Elk Grove actress enjoys playing party girl in Steppenwolf's 'Honest'
Actors are rarely what they seem. Elk Grove Village native Katherine Cunningham, for example, is still young enough to be playing ingénues, girlish roles that don't often have a lot of intellectual heft to them.
For example, in her current role, in Eric Simonson's "Honest" at Steppenwolf, she plays a girl the main character meets in college.
"The play goes backwards through (the main character's) life," Cunningham says. "And I play Madison. She is kind of a party girl. She may not be the brightest."
Yet, ask Cunningham what she might have studied if she hadn't gone into theater she answers, without blinking an eye, "science."
"I really like science," Cunningham insists. "I am fascinated by the world around me. I had an astronomy teacher in high school (James B. Conant High School) who got me very interested in science. She used to tell us we all came from the same place. We all came from stars."
She came by her interest in science honestly. "My dad was a computer scientist," Cunningham says. "My dad was always in the basement building things like frequency counters. Or he was always putting mirrors up all over the place to show how to bounce lasers off each mirror."
But she also comes by her interest in theater naturally, too. A self-described bookworm, Cunningham still spent much of her high school career performing in shows. "I did every show Conant did from 2000 to 2004," Cunningham says. "I liked both musicals and drama. And improv."
But when Cunningham went to college at Illinois State University, she didn't go there to study theater - even though ISU has a nationally recognized theater program and was the alma mater for all of the founding members of Steppenwolf.
"I was dead set against studying theater," Cunningham says. "I started out as a biology major."

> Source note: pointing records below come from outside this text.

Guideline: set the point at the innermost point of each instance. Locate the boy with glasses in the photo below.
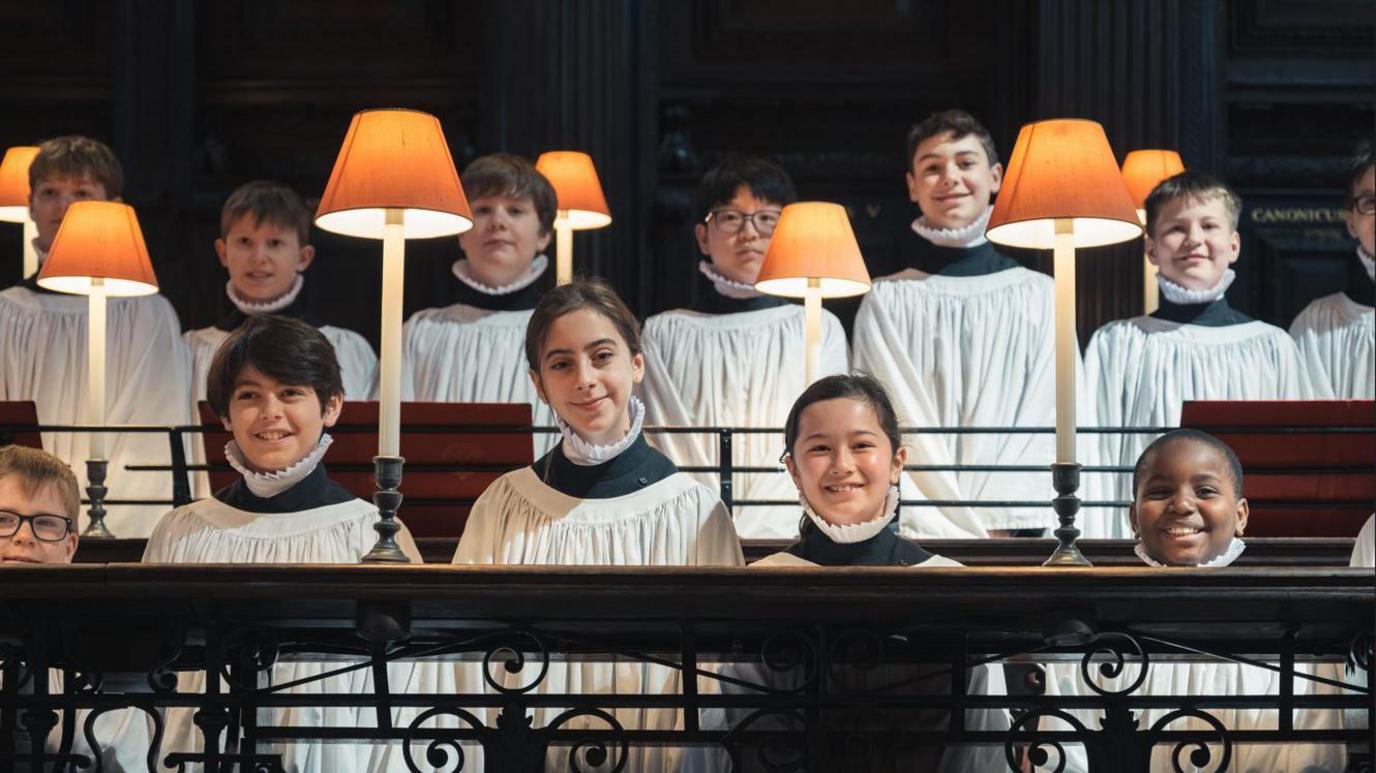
(1336, 334)
(736, 358)
(39, 502)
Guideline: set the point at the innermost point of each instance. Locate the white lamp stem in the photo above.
(30, 253)
(390, 383)
(1151, 292)
(1067, 343)
(563, 249)
(95, 365)
(812, 328)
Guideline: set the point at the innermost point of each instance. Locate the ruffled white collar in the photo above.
(588, 454)
(252, 308)
(1223, 559)
(1368, 263)
(725, 286)
(851, 534)
(267, 484)
(969, 237)
(1184, 296)
(465, 274)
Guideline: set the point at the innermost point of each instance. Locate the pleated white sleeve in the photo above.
(1141, 372)
(43, 358)
(734, 370)
(468, 355)
(969, 351)
(209, 531)
(1336, 337)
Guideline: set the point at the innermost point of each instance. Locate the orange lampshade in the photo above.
(1144, 169)
(1062, 169)
(394, 160)
(99, 240)
(575, 183)
(14, 183)
(813, 241)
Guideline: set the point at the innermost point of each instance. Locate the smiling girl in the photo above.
(602, 497)
(275, 385)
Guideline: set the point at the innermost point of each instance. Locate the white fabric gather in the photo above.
(727, 286)
(740, 369)
(849, 534)
(589, 454)
(969, 237)
(1185, 296)
(1226, 557)
(271, 483)
(464, 271)
(1336, 339)
(253, 308)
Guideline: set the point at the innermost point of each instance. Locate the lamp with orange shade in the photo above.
(394, 180)
(14, 200)
(98, 253)
(1142, 171)
(812, 256)
(1062, 190)
(581, 202)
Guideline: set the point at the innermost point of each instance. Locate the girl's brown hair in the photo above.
(581, 293)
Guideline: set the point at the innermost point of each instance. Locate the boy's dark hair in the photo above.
(509, 175)
(765, 179)
(856, 387)
(267, 202)
(1234, 465)
(35, 469)
(285, 350)
(74, 156)
(584, 292)
(1361, 160)
(1192, 184)
(958, 124)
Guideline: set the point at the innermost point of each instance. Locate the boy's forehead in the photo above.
(945, 145)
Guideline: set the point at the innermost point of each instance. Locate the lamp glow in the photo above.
(813, 255)
(14, 200)
(581, 202)
(394, 180)
(1142, 171)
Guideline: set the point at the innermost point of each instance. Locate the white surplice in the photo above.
(1336, 339)
(968, 351)
(740, 369)
(43, 358)
(1141, 370)
(211, 531)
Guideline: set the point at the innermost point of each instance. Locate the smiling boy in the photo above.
(1195, 347)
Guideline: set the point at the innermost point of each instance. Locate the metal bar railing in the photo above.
(725, 468)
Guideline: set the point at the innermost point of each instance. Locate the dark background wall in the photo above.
(198, 98)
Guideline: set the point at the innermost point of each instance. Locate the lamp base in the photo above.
(387, 473)
(95, 491)
(1065, 477)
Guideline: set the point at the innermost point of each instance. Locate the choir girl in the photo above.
(1336, 334)
(602, 495)
(471, 351)
(735, 358)
(845, 457)
(962, 336)
(1195, 347)
(275, 384)
(43, 345)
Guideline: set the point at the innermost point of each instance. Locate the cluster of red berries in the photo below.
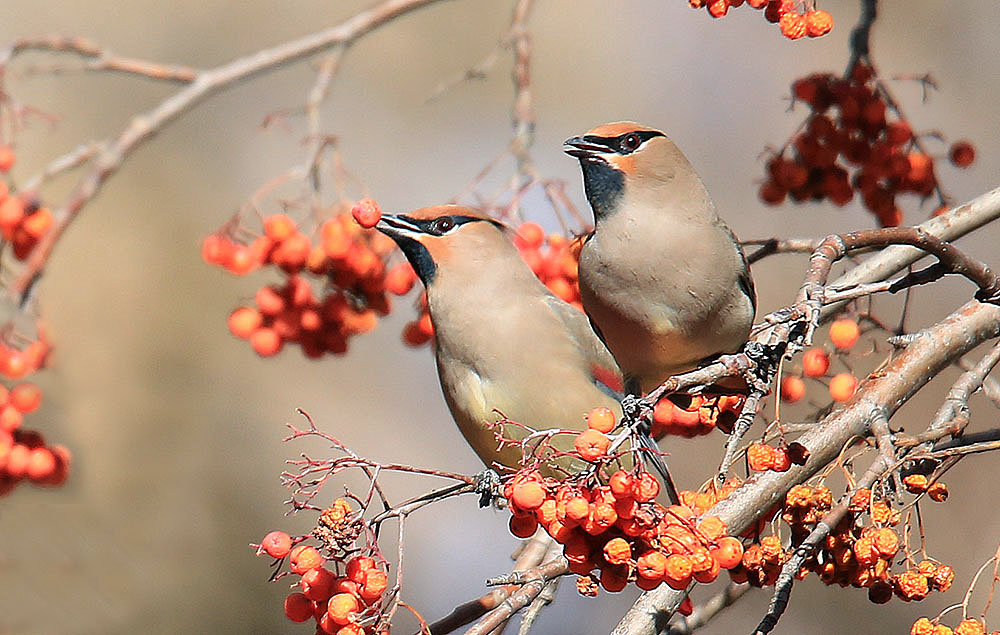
(22, 221)
(616, 533)
(853, 142)
(793, 23)
(553, 258)
(342, 594)
(694, 415)
(346, 262)
(24, 454)
(924, 626)
(844, 334)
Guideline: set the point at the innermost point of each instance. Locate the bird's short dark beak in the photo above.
(581, 149)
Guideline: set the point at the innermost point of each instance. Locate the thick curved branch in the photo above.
(929, 352)
(206, 83)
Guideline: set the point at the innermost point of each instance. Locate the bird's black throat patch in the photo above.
(419, 257)
(603, 185)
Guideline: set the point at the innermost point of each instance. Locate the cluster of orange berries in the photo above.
(857, 553)
(793, 24)
(844, 334)
(24, 454)
(924, 626)
(694, 415)
(616, 533)
(22, 221)
(853, 142)
(347, 262)
(343, 595)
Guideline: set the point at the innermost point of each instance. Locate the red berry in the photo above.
(601, 419)
(276, 544)
(298, 607)
(815, 363)
(266, 342)
(302, 558)
(962, 154)
(366, 213)
(244, 321)
(7, 158)
(792, 388)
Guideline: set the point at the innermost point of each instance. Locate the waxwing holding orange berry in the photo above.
(503, 342)
(662, 277)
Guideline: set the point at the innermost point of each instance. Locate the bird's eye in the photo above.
(630, 142)
(442, 225)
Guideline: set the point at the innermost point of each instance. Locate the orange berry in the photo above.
(645, 488)
(911, 585)
(760, 456)
(651, 565)
(298, 607)
(592, 444)
(41, 464)
(970, 627)
(302, 558)
(728, 552)
(938, 492)
(818, 23)
(266, 342)
(278, 227)
(712, 528)
(529, 236)
(11, 215)
(7, 158)
(358, 566)
(38, 223)
(792, 388)
(528, 495)
(844, 333)
(577, 509)
(793, 25)
(617, 551)
(781, 460)
(842, 386)
(26, 397)
(523, 526)
(815, 362)
(276, 544)
(962, 154)
(376, 582)
(915, 483)
(678, 571)
(886, 542)
(621, 483)
(943, 577)
(717, 8)
(342, 607)
(317, 584)
(601, 419)
(366, 213)
(244, 321)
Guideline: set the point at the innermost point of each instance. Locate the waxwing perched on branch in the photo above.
(503, 342)
(662, 277)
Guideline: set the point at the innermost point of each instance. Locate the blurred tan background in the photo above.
(175, 426)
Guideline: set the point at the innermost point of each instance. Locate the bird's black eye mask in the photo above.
(445, 224)
(626, 143)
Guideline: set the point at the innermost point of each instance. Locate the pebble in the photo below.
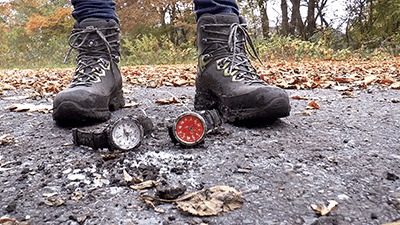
(76, 176)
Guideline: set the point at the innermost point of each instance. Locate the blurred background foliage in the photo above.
(34, 32)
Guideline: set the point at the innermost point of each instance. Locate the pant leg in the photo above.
(102, 9)
(215, 7)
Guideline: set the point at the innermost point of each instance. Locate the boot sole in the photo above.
(277, 108)
(69, 112)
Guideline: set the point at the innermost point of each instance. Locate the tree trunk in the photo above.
(296, 23)
(285, 18)
(310, 27)
(264, 17)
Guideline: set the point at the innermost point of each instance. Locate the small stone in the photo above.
(392, 176)
(76, 176)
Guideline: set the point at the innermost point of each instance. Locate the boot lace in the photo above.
(239, 44)
(93, 47)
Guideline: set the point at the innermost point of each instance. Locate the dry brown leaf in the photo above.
(77, 195)
(128, 178)
(395, 85)
(145, 185)
(211, 202)
(305, 113)
(131, 105)
(6, 139)
(167, 101)
(298, 97)
(313, 105)
(369, 79)
(30, 108)
(325, 210)
(349, 94)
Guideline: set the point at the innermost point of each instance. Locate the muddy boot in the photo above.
(226, 80)
(96, 86)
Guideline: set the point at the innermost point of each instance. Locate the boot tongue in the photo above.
(228, 18)
(94, 22)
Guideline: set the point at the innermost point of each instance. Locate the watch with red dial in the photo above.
(190, 128)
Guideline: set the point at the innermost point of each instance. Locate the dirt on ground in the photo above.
(348, 151)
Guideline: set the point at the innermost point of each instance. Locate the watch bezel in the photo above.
(111, 140)
(186, 143)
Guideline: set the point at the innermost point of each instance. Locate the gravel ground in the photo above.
(347, 151)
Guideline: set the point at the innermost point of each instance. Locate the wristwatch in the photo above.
(124, 134)
(190, 128)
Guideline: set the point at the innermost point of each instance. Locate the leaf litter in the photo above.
(310, 74)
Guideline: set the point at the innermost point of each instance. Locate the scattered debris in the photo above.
(145, 185)
(313, 105)
(30, 108)
(7, 139)
(211, 202)
(170, 191)
(298, 97)
(325, 210)
(349, 94)
(166, 101)
(305, 113)
(128, 178)
(131, 105)
(77, 195)
(52, 200)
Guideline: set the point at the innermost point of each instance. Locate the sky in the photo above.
(336, 10)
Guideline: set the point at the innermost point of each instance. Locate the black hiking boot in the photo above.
(226, 80)
(96, 87)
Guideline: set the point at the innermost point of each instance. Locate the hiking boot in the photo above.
(226, 80)
(96, 86)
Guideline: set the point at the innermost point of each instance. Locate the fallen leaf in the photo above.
(395, 85)
(395, 100)
(167, 101)
(313, 105)
(54, 201)
(77, 195)
(369, 79)
(6, 139)
(325, 210)
(297, 97)
(131, 105)
(211, 202)
(128, 178)
(305, 113)
(30, 108)
(349, 94)
(145, 185)
(48, 195)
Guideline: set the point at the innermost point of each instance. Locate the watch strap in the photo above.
(93, 139)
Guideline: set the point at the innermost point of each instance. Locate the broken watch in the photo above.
(124, 134)
(190, 128)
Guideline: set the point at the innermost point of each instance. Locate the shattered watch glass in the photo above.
(123, 134)
(190, 128)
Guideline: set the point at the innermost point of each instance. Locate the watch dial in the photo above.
(126, 134)
(189, 129)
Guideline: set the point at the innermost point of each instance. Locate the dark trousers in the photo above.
(105, 9)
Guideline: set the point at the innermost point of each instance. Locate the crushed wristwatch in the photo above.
(190, 128)
(123, 134)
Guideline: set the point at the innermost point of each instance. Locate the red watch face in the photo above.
(190, 129)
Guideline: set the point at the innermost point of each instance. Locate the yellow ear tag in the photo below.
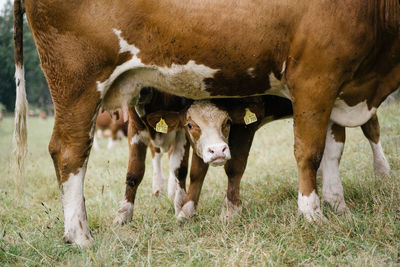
(249, 117)
(162, 126)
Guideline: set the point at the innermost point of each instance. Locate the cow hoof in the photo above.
(188, 210)
(229, 211)
(124, 214)
(178, 200)
(309, 207)
(79, 238)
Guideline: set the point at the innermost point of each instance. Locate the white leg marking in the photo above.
(75, 221)
(187, 211)
(332, 189)
(158, 177)
(125, 213)
(111, 143)
(229, 210)
(175, 161)
(95, 143)
(381, 166)
(179, 197)
(309, 207)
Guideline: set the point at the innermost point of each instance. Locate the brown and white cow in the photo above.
(334, 59)
(113, 123)
(209, 139)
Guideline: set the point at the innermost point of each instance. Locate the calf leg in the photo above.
(240, 140)
(136, 169)
(198, 172)
(332, 189)
(69, 147)
(158, 176)
(178, 164)
(371, 130)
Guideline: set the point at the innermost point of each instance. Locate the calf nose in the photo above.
(218, 154)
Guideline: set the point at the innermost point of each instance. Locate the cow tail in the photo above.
(21, 104)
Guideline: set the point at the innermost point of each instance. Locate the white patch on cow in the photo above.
(141, 136)
(164, 141)
(175, 161)
(158, 177)
(208, 156)
(95, 143)
(381, 166)
(229, 210)
(111, 143)
(179, 197)
(125, 213)
(187, 211)
(75, 222)
(183, 80)
(309, 206)
(351, 116)
(332, 189)
(250, 72)
(283, 67)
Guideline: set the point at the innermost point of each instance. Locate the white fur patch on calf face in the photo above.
(187, 211)
(212, 145)
(309, 207)
(125, 213)
(75, 222)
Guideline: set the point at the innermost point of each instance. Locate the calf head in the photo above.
(207, 127)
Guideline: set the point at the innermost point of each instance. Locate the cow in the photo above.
(144, 130)
(336, 60)
(110, 122)
(242, 131)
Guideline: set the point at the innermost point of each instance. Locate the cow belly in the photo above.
(351, 116)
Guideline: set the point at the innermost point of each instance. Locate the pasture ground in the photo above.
(268, 231)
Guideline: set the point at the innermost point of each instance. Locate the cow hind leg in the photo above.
(135, 173)
(69, 147)
(332, 189)
(371, 130)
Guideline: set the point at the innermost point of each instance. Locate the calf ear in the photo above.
(170, 118)
(246, 113)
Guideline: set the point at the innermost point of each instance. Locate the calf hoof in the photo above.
(188, 210)
(309, 207)
(180, 195)
(124, 213)
(81, 238)
(229, 211)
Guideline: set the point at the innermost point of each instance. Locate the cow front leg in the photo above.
(332, 189)
(178, 161)
(69, 147)
(240, 140)
(198, 172)
(371, 130)
(136, 169)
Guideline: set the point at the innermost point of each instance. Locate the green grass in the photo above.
(268, 231)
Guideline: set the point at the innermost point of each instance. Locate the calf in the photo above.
(209, 126)
(267, 109)
(114, 123)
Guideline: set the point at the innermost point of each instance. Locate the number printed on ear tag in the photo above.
(249, 117)
(162, 126)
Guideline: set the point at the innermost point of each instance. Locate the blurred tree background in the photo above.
(36, 86)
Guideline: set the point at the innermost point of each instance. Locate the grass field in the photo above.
(268, 231)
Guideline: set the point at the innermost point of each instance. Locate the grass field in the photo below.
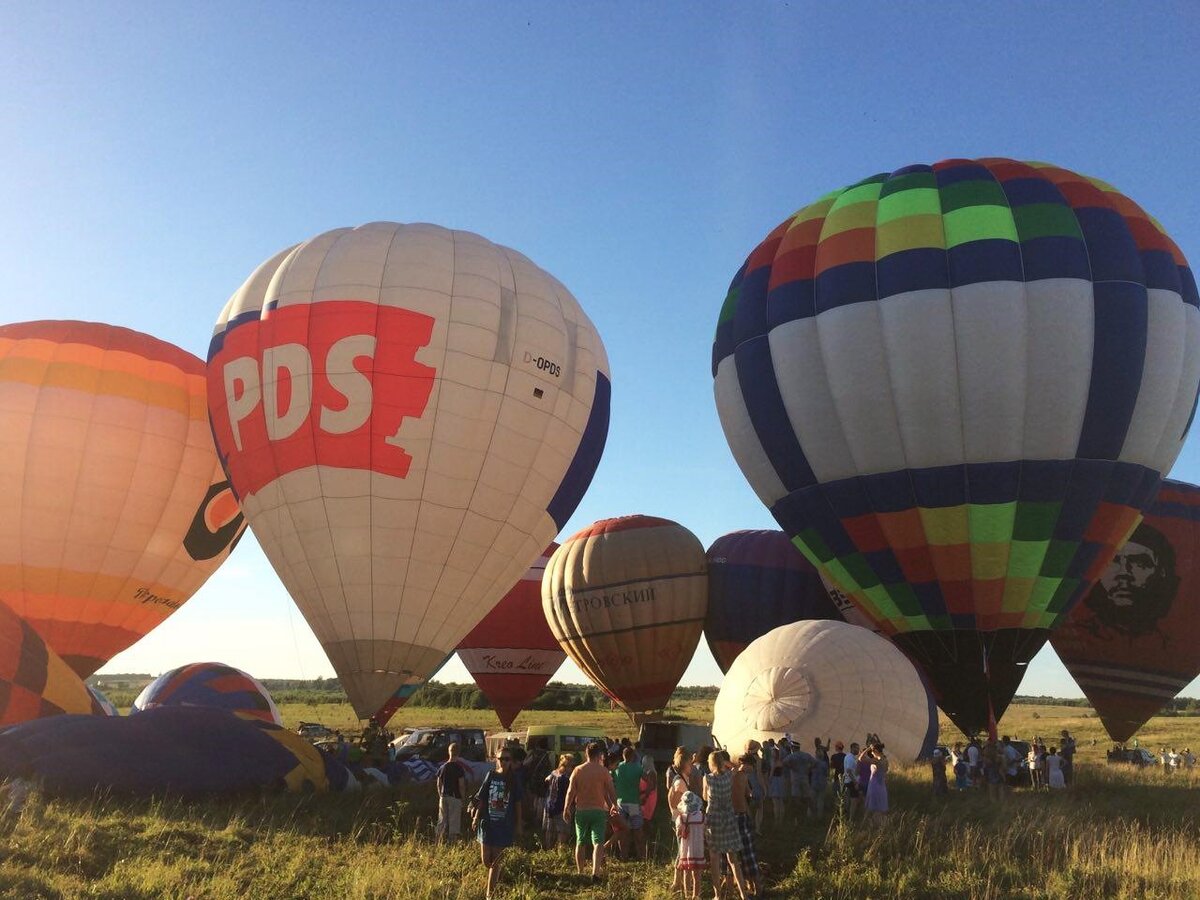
(1117, 833)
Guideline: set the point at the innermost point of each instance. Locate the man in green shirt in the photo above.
(627, 778)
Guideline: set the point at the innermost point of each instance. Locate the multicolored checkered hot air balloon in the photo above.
(1133, 642)
(757, 581)
(957, 387)
(409, 414)
(209, 684)
(113, 505)
(627, 598)
(511, 653)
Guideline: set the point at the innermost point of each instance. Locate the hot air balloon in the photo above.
(209, 684)
(827, 679)
(957, 387)
(34, 681)
(403, 694)
(113, 505)
(1133, 642)
(511, 653)
(757, 581)
(180, 750)
(625, 598)
(408, 415)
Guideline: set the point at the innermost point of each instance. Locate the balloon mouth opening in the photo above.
(777, 697)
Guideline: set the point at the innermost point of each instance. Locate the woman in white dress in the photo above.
(1054, 769)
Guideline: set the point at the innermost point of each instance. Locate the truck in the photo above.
(659, 739)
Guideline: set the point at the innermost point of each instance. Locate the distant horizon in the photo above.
(131, 676)
(639, 155)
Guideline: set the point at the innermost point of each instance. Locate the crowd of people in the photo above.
(997, 766)
(717, 803)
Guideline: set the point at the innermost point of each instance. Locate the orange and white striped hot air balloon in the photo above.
(627, 600)
(34, 681)
(113, 505)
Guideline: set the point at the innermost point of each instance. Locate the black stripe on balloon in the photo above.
(1119, 345)
(587, 456)
(33, 664)
(765, 405)
(203, 544)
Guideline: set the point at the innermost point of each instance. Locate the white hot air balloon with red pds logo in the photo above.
(408, 414)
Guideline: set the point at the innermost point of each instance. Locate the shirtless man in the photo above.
(592, 798)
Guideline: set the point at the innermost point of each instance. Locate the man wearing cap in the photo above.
(1067, 751)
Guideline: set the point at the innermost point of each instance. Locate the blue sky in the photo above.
(154, 154)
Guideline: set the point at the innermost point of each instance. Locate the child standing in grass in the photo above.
(690, 829)
(557, 832)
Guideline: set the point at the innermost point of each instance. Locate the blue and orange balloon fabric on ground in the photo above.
(1133, 642)
(34, 681)
(113, 505)
(186, 750)
(957, 387)
(209, 684)
(511, 653)
(757, 581)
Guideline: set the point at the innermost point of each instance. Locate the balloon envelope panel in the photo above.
(511, 653)
(957, 387)
(625, 598)
(408, 414)
(34, 681)
(826, 679)
(403, 694)
(757, 581)
(191, 750)
(113, 505)
(209, 684)
(1133, 642)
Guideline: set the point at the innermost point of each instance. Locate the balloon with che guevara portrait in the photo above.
(957, 387)
(408, 415)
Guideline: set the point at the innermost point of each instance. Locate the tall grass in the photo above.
(1120, 832)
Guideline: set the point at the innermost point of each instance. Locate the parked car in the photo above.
(313, 731)
(432, 744)
(559, 739)
(1132, 756)
(660, 739)
(497, 739)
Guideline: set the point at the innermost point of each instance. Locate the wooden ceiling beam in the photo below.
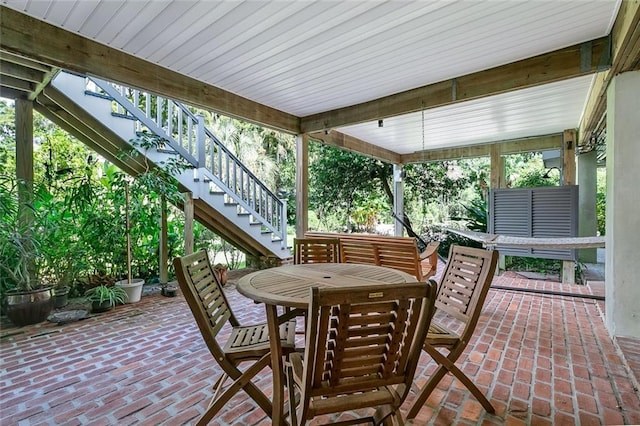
(21, 72)
(625, 46)
(574, 61)
(25, 36)
(359, 146)
(512, 146)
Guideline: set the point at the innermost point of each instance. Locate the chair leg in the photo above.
(424, 393)
(242, 382)
(292, 396)
(472, 387)
(217, 387)
(446, 365)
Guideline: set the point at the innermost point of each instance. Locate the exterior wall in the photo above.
(623, 206)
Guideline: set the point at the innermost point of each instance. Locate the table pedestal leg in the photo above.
(276, 366)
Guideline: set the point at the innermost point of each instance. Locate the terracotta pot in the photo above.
(133, 289)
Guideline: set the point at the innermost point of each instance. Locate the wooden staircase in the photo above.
(228, 198)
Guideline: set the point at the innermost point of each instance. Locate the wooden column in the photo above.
(24, 171)
(24, 157)
(569, 178)
(302, 185)
(188, 223)
(163, 261)
(569, 157)
(497, 167)
(497, 181)
(398, 198)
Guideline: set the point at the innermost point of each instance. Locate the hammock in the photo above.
(492, 240)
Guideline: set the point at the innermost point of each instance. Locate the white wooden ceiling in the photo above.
(306, 57)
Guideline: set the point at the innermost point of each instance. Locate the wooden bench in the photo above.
(399, 253)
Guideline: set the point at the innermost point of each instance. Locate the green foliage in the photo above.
(477, 216)
(19, 245)
(601, 200)
(341, 181)
(102, 293)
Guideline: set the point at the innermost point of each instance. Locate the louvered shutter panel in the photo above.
(535, 212)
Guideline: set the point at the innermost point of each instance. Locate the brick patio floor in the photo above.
(540, 359)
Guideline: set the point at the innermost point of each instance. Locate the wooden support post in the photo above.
(569, 157)
(188, 223)
(163, 261)
(24, 171)
(302, 185)
(569, 178)
(568, 272)
(398, 199)
(497, 181)
(24, 157)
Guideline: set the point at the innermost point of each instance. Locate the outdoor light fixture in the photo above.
(547, 176)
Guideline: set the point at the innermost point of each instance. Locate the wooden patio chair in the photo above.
(212, 312)
(358, 252)
(462, 291)
(315, 250)
(362, 348)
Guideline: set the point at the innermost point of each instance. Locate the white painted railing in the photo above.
(188, 137)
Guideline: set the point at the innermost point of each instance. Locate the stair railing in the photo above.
(188, 137)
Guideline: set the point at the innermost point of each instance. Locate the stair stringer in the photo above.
(90, 119)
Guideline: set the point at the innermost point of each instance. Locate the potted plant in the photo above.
(25, 299)
(154, 179)
(132, 286)
(104, 298)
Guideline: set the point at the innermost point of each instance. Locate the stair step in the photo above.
(98, 95)
(127, 116)
(166, 151)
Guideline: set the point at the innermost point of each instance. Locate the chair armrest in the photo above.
(430, 250)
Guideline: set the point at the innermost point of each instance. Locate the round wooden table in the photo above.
(289, 286)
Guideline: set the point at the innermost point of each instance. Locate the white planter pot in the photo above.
(133, 289)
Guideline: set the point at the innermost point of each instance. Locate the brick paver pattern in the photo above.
(540, 359)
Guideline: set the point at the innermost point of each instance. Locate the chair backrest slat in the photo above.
(465, 283)
(358, 252)
(205, 297)
(315, 250)
(365, 336)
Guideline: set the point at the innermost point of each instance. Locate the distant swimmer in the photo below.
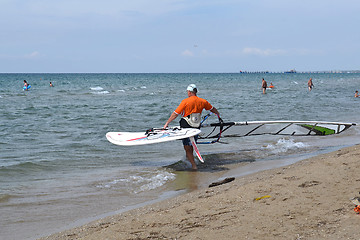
(264, 85)
(310, 84)
(26, 85)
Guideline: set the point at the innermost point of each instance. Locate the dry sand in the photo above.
(308, 200)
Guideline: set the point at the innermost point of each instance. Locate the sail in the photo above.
(289, 128)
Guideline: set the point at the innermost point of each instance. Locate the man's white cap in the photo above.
(191, 87)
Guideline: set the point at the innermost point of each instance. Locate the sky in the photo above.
(178, 36)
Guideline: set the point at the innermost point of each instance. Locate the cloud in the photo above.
(266, 52)
(34, 54)
(187, 53)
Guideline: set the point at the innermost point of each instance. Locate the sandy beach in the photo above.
(307, 200)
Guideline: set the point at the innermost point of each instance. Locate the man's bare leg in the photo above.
(189, 150)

Then something happened in Cunningham's life. "I was kind of depressed in college," she says. To beat her depression she started reading plays. "I read one play after another," Cunningham says. "And then someone told me, 'Why don't you start working on monologues. That way you will find out what your support is, what sustains your life.' So I started reading more and more plays. And I realized that drama is what makes me happy."
She decided to change majors. Unfortunately, she didn't come to this realization until the middle of her second year.
"I went to the head of the drama department," Cunningham says. "And I said I wanted to be a drama major. She said I was a little late. That I had a lot of catching up to do. But if I really proved myself, she would help me out."
What Cunningham had to do was finish in half a term what most students take a full term to do. Cunningham applied herself and found her love of theater carried her through. She passed with flying colors - and had found her vocation: acting.
After graduation, she came back to Chicago and auditioned. Right off the bat she landed a role as an understudy in David Cromer's production of "Picnic" at Writers' Theater. Soon after that, she got an agent.
"I am a real go-with-the-flow person," Cunningham says. "Just like Madison, the character I play in 'Honest.'"
But there are differences. Cunningham is not the party girl she plays at Steppenwolf.
To soak up Madison's world, Cunningham hit the bars with her roommates and "did a lot of screaming."
She describes Madison as "super loud."
"And I am not," Cunningham says. "I am a chick who likes to sit in the corner and read her books. Madison likes being the center of attention."
And then there is the issue of Madison's IQ.
"I had a hard time with the fact that she might not be the brightest," Cunningham says. "I fought for her to be smart. But she is not the smartest girl. She isn't dumb she just doesn't care much about knowing things. That was the hardest thing for me. I had to learn to let her be."
Of course, there is a great difference between being a party girl and playing one on stage. Playing a party girl can be an intellectual challenge, a way of seeing the world differently.
"What I really, really like about theater," Cunningham says, "is you can learn something from every piece you do."
And learning is what it is all about for Cunningham.
"I am fascinated by life, and by all those theories of where life comes from and how life is made," Cunningham says. "You know what I am reading now? 'Understanding the Genome.'"
Which takes us back to where we started: Don't judge an actor by her cover. She may be the party girl she plays on stage or she may be the kind of person who relishes books on the human genome project.